Now, as he sits quietly before a computer in the office of ANHAD, an NGO in central Delhi, Aamir, 32, is penning a memoir of his passage from incarceration to redemption. Fourteen years behind bars have cost him much more than his youth. Not only did he lose his father, his mother was also paralysed in the interim.
In 1996-97, a couple of low intensity blasts had hit the national capital region (NCR), leaving the police in a tizzy. This was the time when the Khalistan movement in Punjab was fading and the Kashmir insurgency was at its pinnacle.

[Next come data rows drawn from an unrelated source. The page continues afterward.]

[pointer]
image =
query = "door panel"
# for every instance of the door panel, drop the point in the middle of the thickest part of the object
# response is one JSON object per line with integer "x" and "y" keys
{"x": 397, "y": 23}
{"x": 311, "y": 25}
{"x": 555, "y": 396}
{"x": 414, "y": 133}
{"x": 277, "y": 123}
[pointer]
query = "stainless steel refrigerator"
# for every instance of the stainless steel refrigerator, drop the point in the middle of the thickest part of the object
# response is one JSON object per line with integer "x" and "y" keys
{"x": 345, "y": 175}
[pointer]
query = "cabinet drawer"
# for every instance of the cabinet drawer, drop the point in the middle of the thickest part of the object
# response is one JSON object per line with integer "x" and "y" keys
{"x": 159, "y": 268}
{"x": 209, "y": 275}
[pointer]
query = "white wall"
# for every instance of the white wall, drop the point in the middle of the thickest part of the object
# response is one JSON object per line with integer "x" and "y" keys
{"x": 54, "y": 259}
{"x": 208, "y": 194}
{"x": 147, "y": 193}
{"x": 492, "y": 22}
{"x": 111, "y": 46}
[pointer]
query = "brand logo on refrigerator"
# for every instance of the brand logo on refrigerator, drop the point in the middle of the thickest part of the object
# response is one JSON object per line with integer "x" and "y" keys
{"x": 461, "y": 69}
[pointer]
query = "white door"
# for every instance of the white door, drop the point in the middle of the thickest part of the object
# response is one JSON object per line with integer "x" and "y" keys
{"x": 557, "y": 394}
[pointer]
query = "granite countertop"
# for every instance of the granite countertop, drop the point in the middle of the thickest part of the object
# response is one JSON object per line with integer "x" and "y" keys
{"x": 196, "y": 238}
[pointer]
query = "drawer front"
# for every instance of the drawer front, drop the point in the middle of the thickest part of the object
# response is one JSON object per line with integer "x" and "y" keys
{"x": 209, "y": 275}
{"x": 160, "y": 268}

The homegrown Indian Mujahideen (IM) was, however, nowhere in the arena. The police had no strong lead to follow. Then, in what looks like a meticulous plan to frame a young boy, the police claimed to have busted a terror module in February 1998.
Aamir was seized when he was returning home after saying Isha prayers. Bundled into a jeep, he was blindfolded before being dumped in an unidentified place for seven days, where he was tortured and made to sign on blank papers.
On 28 February, he was produced in the Tis Hazari court, charged with 17 cases in Delhi, including murder, sedition and waging war against the Indian State. Among the charges were two blasts in Haryana and one in 1996, on the Frontier Mail (train) in Ghaziabad.
“Getting me justice wasn’t easy for my father,” says Aamir. “Lawyers who would agree to fight cases charged a lot of money. Some quit midway after a local paper dubbed me a Pakistani national.
One by one, the prosecution evidence was disproved in the courts. But it was too late,” he rues. “My father died in 2001. The way justice was done only made me realise that I was guilty until proven innocent,” Aamir adds mockingly.
Now, at ANHAD’s office, Aamir hopes to finish his memoir and heads a forum for demanding the rehabilitation of falsely implicated youth.
Explains activist Shabnam Hashmi of ANHAD: “Writing a memoir is a healing process for Aamir. He is finishing his BA from IGNOU and aims to study law to help people like him.”
Aamir’s efforts have already started paying off. This is evident from the recently prepared list of 33 young men that now lies with the president.
The CPM demanded compensation for these men, special courts to settle such cases within a year and action against policemen found fabricating evidences.